NMR measurement showed that the amount of N-methylformamide contained in the gallium phthalocyanine crystalline complexes prepared in Example 1-5 was 0.5% by mass relative to the amount of gallium phthalocyanine when calculated from the proton ratio.

Example 1-6

Gallium phthalocyanine crystalline complexes (0.47 parts) was prepared as in Example 1-1 except that the compound (0.001 parts) represented by Formula (2-1) was further added in the milling treatment. The powder X-ray diffraction pattern of the resulting gallium phthalocyanine crystalline complexes was similar to that shown in FIG. 2.

NMR measurement showed that the amount of N-methylformamide contained in the gallium phthalocyanine crystalline complexes prepared in Example 1-6 was 0.6% by mass relative to the amount of gallium phthalocyanine when calculated from the proton ratio.

Example 1-7

Gallium phthalocyanine crystalline complexes (0.48 parts) was prepared as in Example 1-2 except that the compound (0.001 parts) represented by Formula (2-1) was further added in the milling treatment. FIG. 6 shows the powder X-ray diffraction pattern of the resulting crystalline complexes.

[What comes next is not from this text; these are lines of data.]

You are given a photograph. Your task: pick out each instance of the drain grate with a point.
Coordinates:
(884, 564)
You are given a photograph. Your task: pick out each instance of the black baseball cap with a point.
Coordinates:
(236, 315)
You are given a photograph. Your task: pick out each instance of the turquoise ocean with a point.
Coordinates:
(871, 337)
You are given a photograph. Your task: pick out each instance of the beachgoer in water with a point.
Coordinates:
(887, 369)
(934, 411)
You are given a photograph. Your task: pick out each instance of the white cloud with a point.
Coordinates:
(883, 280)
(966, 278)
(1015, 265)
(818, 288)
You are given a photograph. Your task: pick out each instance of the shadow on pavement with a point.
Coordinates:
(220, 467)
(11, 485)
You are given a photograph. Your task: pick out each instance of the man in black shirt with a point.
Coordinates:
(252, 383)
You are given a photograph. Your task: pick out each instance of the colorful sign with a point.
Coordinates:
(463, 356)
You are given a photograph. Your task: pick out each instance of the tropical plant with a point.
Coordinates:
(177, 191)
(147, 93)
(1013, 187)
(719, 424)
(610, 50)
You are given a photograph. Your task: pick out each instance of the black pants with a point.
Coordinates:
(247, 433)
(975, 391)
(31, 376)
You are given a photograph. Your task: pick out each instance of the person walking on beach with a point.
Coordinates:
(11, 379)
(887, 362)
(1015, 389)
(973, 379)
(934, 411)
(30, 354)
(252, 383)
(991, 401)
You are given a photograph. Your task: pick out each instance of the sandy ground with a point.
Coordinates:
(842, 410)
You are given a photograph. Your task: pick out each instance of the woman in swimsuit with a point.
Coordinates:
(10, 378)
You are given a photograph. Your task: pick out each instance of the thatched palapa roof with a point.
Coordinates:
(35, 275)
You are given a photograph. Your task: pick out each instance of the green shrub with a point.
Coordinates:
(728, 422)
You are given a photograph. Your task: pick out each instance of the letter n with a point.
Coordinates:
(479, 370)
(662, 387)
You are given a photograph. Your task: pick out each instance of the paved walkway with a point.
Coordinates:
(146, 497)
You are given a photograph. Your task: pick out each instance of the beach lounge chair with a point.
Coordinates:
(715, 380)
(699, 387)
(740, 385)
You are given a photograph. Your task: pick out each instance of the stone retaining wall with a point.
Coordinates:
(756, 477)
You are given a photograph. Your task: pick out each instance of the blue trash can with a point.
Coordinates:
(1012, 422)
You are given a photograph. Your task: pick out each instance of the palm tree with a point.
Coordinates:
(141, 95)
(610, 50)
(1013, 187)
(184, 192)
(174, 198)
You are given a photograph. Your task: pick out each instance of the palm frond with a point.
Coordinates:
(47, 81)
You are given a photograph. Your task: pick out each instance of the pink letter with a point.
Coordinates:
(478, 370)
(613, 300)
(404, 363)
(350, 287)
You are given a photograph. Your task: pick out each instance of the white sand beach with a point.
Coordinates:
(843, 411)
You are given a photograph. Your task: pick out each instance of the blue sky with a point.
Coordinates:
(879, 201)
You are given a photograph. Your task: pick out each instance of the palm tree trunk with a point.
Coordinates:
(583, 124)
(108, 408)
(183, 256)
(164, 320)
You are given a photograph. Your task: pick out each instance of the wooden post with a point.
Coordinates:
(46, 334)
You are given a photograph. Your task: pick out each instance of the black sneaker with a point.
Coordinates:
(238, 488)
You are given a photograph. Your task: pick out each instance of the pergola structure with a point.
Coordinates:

NMR measurement showed that the amount of N-methylformamide contained in the gallium phthalocyanine crystalline complexes prepared in Example 1-7 was 0.6% by mass relative to the amount of gallium phthalocyanine when calculated from the proton ratio.

Example 1-8

Gallium phthalocyanine crystalline complexes (0.47 parts) was prepared as in Example 1-3 except that the compound (0.001 parts) represented by Formula (2-1) was further added in the milling treatment. The powder X-ray diffraction pattern of the resulting gallium phthalocyanine crystalline complexes was similar to that shown in FIG. 4.

NMR measurement showed that the amount of N-methylformamide contained in the gallium phthalocyanine crystalline complexes prepared in Example 1-8 was 0.6% by mass relative to the amount of gallium phthalocyanine when calculated from the proton ratio.

Example 1-9

Gallium phthalocyanine crystalline complexes (0.48 parts) was prepared as in Example 1-2 except that the compound (0.5 parts) represented by Formula (3-1) was further added in the milling treatment. The powder X-ray diffraction pattern of the resulting gallium phthalocyanine crystalline complexes was similar to that shown in FIG. 3. Note that Me in Formula (3-1) represents a methyl group.

NMR measurement showed that the amount of N-methylformamide contained in the gallium phthalocyanine crystalline complexes prepared in Example 1-9 was 0.6% by mass relative to the amount of gallium phthalocyanine when calculated from the proton ratio.

Example 1-10

Gallium phthalocyanine crystalline complexes (0.48 parts) was prepared as in Example 1-2 except that N-n-propylformamide (10 parts) was used instead of N-methylformamide (10 parts) in Example 1-2. The powder X-ray diffraction pattern of the resulting gallium phthalocyanine crystalline complexes was similar to that shown in FIG. 3.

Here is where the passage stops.